Пришлось, матеря в душе Ивана, звонить Пашкову по телефону. Писатель оказался дома, как выяснилось, только с утра он ненадолго выходил за хлебом. Не вдаваясь в детали, Сайкин объяснил Пашкову, что им нужно увидеться сегодня вечером, и пригласил заехать к себе часам к одиннадцати. «Возьмите такси и приезжайте, я заплачу. Очень жду», — сказал Сайкин, заканчивая короткий разговор.
Сейчас, стоя на балконе, он, вглядываясь в темень, ждал скрипа тормозов, звука хлопающей дверцы, но внизу у дома стояла тишина. В доме напротив гасли и зажигались окна. Окурок, брошенный вниз, блеснул красным огоньком и исчез в темноте. Оперевшись локтями на балконные перила, Сайкин опустил глаза вниз на черные деревья. Рассказ, чтение которого он только что закончил, произвел странное впечатление. И Сайкин не мог бы однозначно сказать, понравился этот рассказ или нет. И назывался он странно: «Уголек и женщина с яйцами».
Дело происходило в захолустном райцентре, на станции, где поезда дальнего следования останавливаются всего на две минуты. И зимой и летом на этой голой станции дули злые не стихающие ветры. Неподалеку находился рынок, куда героиня рассказа Надя приезжала продавать домашние яйца.
Собственно, эти яйца были только предлогом, пользуясь которым, Надя могла без лишних расспросов, избежав пересудов, выбраться из своей деревни в райцентр. Там в известные ей дни и часы останавливался поезд, в котором работал проводником ее возлюбленный Уголек. Это был чернявый шустрый парень с замашками уголовника. Он приторговывал водкой и пускал левых пассажиров.
С Надей он познакомился, когда его, больного, сняли в райцентре с поезда. Уголек поправлялся, от нечего делать околачивался возле станции и также от нечего делать познакомился и влюбил в себя Надю, понравившуюся ему своими внушительными формами. Для Уголька это было мимолетное увлечение, короткий дорожный романчик. Для Нади — любовь, которую она ждала всю свою трудную неинтересную жизнь.
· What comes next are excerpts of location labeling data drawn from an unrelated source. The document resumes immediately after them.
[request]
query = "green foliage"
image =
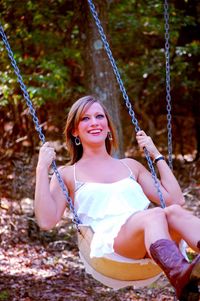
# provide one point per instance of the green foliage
(137, 35)
(43, 40)
(4, 295)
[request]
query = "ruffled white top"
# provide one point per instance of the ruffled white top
(106, 207)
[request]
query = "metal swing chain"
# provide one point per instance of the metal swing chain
(32, 111)
(125, 96)
(168, 88)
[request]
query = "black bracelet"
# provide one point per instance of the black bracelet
(159, 158)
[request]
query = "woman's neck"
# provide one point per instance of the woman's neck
(95, 154)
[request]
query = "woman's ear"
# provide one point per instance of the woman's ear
(75, 133)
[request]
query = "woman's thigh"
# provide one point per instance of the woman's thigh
(130, 239)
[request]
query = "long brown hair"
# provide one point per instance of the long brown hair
(74, 116)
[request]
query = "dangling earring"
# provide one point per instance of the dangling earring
(77, 140)
(110, 136)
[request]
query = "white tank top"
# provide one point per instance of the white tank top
(95, 201)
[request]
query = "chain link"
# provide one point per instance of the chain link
(125, 96)
(168, 88)
(32, 111)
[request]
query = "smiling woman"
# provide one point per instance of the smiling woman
(77, 114)
(112, 197)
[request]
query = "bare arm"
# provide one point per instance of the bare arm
(49, 201)
(169, 186)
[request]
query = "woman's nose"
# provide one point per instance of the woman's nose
(94, 120)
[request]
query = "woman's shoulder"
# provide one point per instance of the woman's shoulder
(66, 172)
(133, 164)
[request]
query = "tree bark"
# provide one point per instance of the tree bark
(99, 77)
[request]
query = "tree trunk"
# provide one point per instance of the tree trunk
(99, 77)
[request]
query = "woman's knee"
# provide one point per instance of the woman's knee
(176, 211)
(155, 214)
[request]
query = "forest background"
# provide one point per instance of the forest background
(61, 58)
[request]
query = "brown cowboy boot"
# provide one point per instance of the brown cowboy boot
(184, 276)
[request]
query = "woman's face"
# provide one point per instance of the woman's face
(93, 127)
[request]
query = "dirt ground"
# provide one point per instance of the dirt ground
(38, 265)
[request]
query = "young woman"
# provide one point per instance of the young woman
(112, 195)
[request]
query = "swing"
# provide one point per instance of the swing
(117, 268)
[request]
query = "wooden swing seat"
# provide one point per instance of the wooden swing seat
(124, 269)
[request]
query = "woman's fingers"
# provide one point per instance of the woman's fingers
(46, 155)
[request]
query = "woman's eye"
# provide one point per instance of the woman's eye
(85, 118)
(100, 116)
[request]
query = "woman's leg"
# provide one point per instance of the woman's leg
(184, 223)
(140, 231)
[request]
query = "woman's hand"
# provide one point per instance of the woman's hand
(146, 141)
(46, 155)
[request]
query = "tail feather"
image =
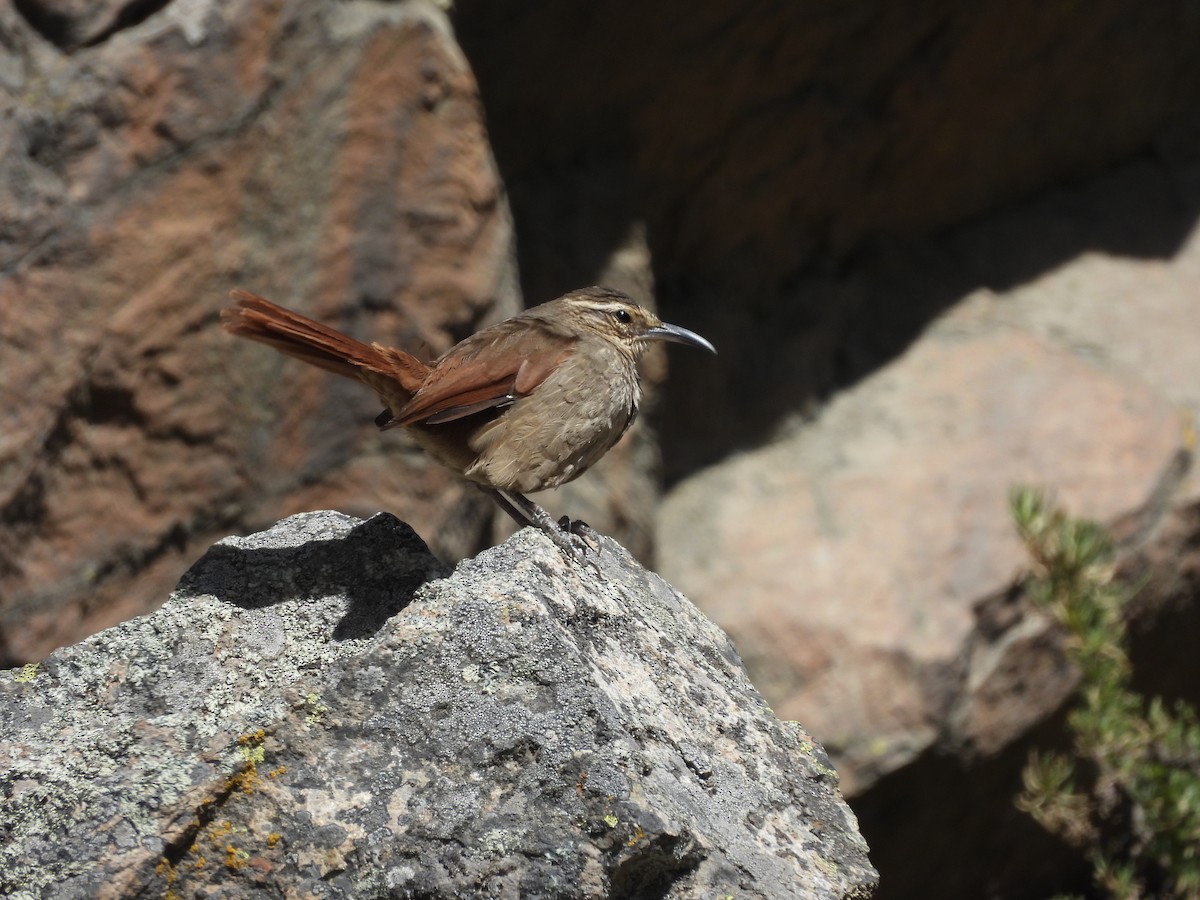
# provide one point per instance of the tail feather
(322, 346)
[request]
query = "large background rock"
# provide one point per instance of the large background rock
(329, 156)
(522, 729)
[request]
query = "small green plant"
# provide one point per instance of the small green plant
(1129, 791)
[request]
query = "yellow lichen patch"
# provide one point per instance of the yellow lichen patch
(235, 857)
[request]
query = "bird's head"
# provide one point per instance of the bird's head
(615, 316)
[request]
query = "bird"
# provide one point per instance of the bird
(522, 406)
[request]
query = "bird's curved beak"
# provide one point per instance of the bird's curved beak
(677, 335)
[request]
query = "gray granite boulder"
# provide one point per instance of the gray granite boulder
(324, 709)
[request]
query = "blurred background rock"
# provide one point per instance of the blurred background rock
(942, 249)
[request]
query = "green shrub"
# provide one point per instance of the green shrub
(1129, 791)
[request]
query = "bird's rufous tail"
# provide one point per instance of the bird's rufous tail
(381, 367)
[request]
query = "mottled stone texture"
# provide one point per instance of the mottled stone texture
(523, 727)
(330, 156)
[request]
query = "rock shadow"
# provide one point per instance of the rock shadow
(378, 565)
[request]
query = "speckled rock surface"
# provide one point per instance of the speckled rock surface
(317, 711)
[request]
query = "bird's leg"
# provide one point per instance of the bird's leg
(526, 513)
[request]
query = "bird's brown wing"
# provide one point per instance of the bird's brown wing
(489, 370)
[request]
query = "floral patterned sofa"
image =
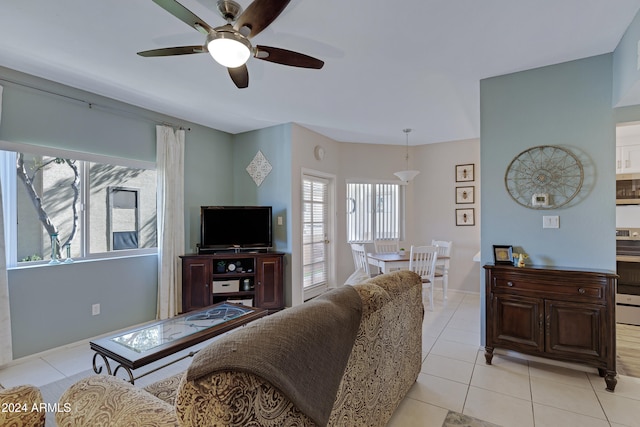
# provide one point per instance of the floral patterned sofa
(20, 407)
(346, 358)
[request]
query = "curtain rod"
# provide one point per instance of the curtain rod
(92, 105)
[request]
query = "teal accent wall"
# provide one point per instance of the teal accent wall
(568, 105)
(275, 191)
(51, 305)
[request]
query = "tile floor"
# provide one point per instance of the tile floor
(511, 392)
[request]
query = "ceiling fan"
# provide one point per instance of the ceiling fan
(230, 44)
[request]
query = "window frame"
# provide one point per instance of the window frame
(401, 214)
(9, 192)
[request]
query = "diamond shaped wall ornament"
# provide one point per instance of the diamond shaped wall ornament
(259, 168)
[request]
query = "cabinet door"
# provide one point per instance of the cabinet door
(196, 279)
(269, 283)
(619, 160)
(517, 322)
(575, 329)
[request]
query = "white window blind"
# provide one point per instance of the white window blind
(315, 229)
(374, 211)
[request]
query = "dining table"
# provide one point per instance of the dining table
(390, 261)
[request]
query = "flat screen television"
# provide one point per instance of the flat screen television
(226, 227)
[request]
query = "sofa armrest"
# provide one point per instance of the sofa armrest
(20, 406)
(104, 400)
(236, 399)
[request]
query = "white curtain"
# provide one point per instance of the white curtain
(170, 168)
(6, 352)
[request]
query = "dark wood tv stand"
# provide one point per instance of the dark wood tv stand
(566, 314)
(203, 275)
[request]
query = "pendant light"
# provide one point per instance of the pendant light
(407, 175)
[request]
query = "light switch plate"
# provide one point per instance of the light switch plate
(550, 221)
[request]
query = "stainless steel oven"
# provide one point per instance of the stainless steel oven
(628, 269)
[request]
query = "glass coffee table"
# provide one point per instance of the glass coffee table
(137, 347)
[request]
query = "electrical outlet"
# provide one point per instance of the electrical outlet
(549, 221)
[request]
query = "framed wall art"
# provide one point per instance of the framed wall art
(465, 217)
(465, 194)
(502, 254)
(464, 173)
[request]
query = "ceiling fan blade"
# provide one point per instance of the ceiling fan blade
(184, 14)
(240, 76)
(259, 15)
(170, 51)
(287, 57)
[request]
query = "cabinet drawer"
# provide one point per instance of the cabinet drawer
(558, 290)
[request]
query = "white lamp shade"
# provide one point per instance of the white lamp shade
(228, 52)
(407, 176)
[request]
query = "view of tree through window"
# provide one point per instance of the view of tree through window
(94, 207)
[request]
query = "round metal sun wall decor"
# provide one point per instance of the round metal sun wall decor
(544, 177)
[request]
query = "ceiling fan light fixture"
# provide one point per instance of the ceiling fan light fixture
(229, 49)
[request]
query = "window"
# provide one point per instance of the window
(314, 230)
(374, 211)
(95, 206)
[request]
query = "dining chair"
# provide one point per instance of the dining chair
(423, 262)
(360, 259)
(442, 271)
(386, 246)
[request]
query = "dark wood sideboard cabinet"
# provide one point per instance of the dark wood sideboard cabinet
(208, 279)
(559, 313)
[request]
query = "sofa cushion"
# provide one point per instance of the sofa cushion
(302, 351)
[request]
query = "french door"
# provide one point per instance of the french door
(316, 234)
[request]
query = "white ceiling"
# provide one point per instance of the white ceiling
(388, 65)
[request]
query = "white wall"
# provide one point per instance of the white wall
(435, 205)
(430, 198)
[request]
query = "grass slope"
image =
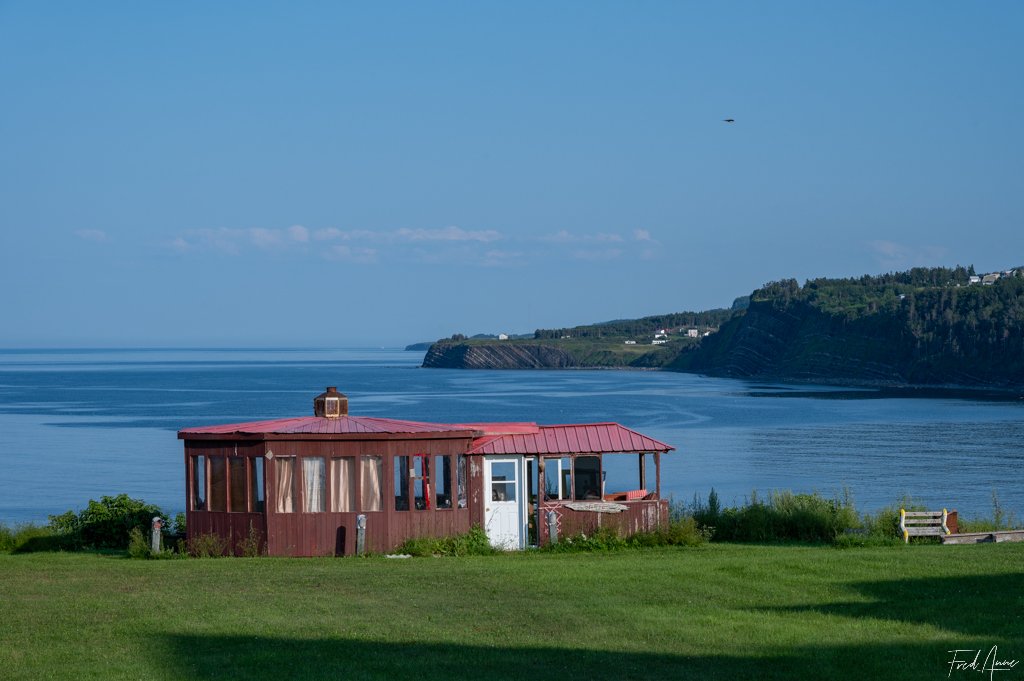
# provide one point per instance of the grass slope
(720, 611)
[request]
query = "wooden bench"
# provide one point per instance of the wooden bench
(923, 523)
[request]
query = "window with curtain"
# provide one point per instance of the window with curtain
(587, 477)
(373, 483)
(442, 481)
(461, 477)
(401, 483)
(238, 484)
(257, 494)
(285, 487)
(343, 484)
(313, 484)
(199, 482)
(218, 483)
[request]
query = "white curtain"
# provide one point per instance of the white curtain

В часы свиданий, отведав Надиной любви, болтливый Уголек рассказывал ей байки о дальних увлекательных поездках, синем море и той красивой жизни, которую повидал из окна вагона.
Убогое вранье Уголька казалось Наде, сроду не выбиравшейся дальше областного города, чудесной сказкой. Она верила и не верила и все больше влюблялась в романтическую натуру Уголька. Наконец проводник, истомившись от вынужденного безделья, поправился и уехал.
С тех пор Надя ходила встречать его поезда, а для отвода глаз сельчан торговала яйцами на рынке. Минутная встреча с любимым, пустой разговор — и новое ожидание. И так без конца. И это было Надино счастье. Но вот раз Уголек не приехал, и другой раз поезд пришел без него. Через знакомых Надя узнала, что ее проводника перевели совсем на другое направление и мимо их райцентра он ездить больше не будет. Ни адреса, ни фамилии. Уголек — вот и все, что знала о нем Надя. Искать его она не стала.